What's Wrong With My CRC?

Check out the (non) CRC implementation below. What's wrong with it?

I'm working on a connectivity library for IoT devices. A serious part of every communication protocol is the data integrity check. You send a collection of bytes to another machine and that machine has to know that there were no errors on the way. IP for example already has a good integrity check. The problem is that a TCP socket is basically a stream. This means that you don't really know when a buffer begins and ends. By using an integrity check we can verify that we are looking at full buffers.

The basic concept is to have some correlation between the first and the last byte. For example if first 2 bytes are length of the buffer and the last two bytes are 0x0102 then we can keep scanning the buffer until the first two bytes point to 0x0102. The problem is that every number we may choose can appear inside the buffer as part of the data. For example what if we have 10,000 bytes of 0x0102? We will find 0x0102, assume that it is the length, jump forward and find 0x0102. Magic number is probably one of the worst ways to go. Length is a characteristic of the buffer. We need to have another characteristic of the buffer at the end as well. The preferred method is to use all the data in the buffer to generate an integrity check value. For this there are commonly Checksum, XOR, CRC, and Hush. The question is how much CPU and RAM vs. the quality of error detection.

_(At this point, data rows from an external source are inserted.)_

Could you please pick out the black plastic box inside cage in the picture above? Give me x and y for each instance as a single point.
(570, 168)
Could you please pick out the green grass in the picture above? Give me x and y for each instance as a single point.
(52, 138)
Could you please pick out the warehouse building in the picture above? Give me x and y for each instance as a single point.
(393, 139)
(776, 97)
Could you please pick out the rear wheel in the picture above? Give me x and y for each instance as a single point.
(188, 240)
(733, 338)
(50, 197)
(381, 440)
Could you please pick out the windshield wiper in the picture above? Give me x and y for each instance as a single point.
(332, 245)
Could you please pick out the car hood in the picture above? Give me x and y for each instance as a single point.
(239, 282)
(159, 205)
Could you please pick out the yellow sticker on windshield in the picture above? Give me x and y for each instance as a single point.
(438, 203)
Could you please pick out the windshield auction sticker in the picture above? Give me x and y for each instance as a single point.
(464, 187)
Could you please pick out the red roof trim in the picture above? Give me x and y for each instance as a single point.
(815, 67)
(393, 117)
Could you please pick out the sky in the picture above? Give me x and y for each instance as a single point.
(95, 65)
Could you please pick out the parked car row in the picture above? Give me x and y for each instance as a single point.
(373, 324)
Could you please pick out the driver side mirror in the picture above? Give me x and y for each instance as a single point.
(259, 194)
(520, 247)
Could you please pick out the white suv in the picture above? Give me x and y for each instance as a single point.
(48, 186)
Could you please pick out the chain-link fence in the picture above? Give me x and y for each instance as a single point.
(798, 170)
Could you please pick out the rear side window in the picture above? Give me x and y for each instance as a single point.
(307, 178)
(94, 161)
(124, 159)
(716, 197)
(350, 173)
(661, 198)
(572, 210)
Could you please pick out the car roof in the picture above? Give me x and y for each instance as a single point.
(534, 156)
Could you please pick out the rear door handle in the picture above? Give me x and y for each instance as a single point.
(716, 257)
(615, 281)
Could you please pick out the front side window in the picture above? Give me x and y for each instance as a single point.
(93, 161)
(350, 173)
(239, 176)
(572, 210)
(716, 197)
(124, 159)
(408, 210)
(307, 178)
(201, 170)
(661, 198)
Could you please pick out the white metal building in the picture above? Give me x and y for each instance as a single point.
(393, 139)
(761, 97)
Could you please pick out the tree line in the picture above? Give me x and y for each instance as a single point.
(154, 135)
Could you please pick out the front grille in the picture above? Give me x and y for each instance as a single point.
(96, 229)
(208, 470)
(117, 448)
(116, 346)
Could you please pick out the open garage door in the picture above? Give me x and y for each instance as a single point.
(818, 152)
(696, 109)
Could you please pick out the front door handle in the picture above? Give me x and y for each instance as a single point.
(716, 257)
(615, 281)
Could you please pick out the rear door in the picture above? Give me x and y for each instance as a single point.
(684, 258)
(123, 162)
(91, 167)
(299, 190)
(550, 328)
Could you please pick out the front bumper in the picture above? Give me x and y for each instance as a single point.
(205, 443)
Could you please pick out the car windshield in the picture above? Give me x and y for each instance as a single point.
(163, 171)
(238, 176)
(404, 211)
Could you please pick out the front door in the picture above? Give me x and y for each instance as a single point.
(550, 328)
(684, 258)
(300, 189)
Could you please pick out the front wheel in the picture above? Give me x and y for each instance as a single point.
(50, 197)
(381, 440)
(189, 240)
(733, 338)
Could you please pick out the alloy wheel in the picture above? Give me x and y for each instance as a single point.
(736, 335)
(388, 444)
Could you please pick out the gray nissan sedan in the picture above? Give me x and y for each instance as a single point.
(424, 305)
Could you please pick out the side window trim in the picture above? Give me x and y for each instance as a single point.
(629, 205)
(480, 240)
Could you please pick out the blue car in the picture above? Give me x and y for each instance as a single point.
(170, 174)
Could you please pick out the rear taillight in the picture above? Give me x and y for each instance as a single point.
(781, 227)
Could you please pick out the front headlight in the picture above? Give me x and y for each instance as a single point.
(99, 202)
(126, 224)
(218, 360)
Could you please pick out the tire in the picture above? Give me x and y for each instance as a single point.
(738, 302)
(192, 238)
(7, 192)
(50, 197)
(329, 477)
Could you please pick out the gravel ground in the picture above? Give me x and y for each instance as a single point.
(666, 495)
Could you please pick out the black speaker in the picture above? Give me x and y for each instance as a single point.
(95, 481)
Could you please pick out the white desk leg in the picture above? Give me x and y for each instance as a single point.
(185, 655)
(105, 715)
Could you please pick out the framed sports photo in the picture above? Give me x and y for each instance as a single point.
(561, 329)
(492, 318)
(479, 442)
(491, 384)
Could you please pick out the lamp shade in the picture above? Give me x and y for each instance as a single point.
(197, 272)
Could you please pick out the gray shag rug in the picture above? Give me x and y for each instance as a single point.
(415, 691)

Checksum was originally a simple addition of all bytes (sum...). The problem is that 0x80+0x10 is the same as 0x10+0x80. This means that replacing one byte might be detected, but there is high probability that one or more bytes might compensate to get the same result. Here is another example: 0x10+0x20+0x30 has the same checksum as 0x60+0x00+0x00. Clearly a different buffer.

Using XOR is very simple and low cost for the CPU. The problem is that 0x80^0x80 is the same as 0x81^0x81. This means that one error in the buffer may be detected but there is good probability that a second error will hide the first. XOR is safe as long as there is only one error in each bit of all bytes (or any odd number of errors for any bit).

CRC - Cyclic Redundancy Check is probably the best way to go. There is a nice algorithm which I will detail below. It is more expensive in CPU and RAM but much more reliable. Every error propagates to continually produce completely different numbers. It is very hard to compensate for one error with another error. If you have 0x12 instead of 0x10, there isn't only one number that has to change to a specific location to compensate. CRC16 means 16 bit number and CRC 32 means 32 bit number. This means that CRC16 is 1 in 64K probability that the buffer is correct. If a byte changed and caused a different CRC16 to be produced, it would take several different bytes to compensate for it because one byte cannot repair a 16 bit value.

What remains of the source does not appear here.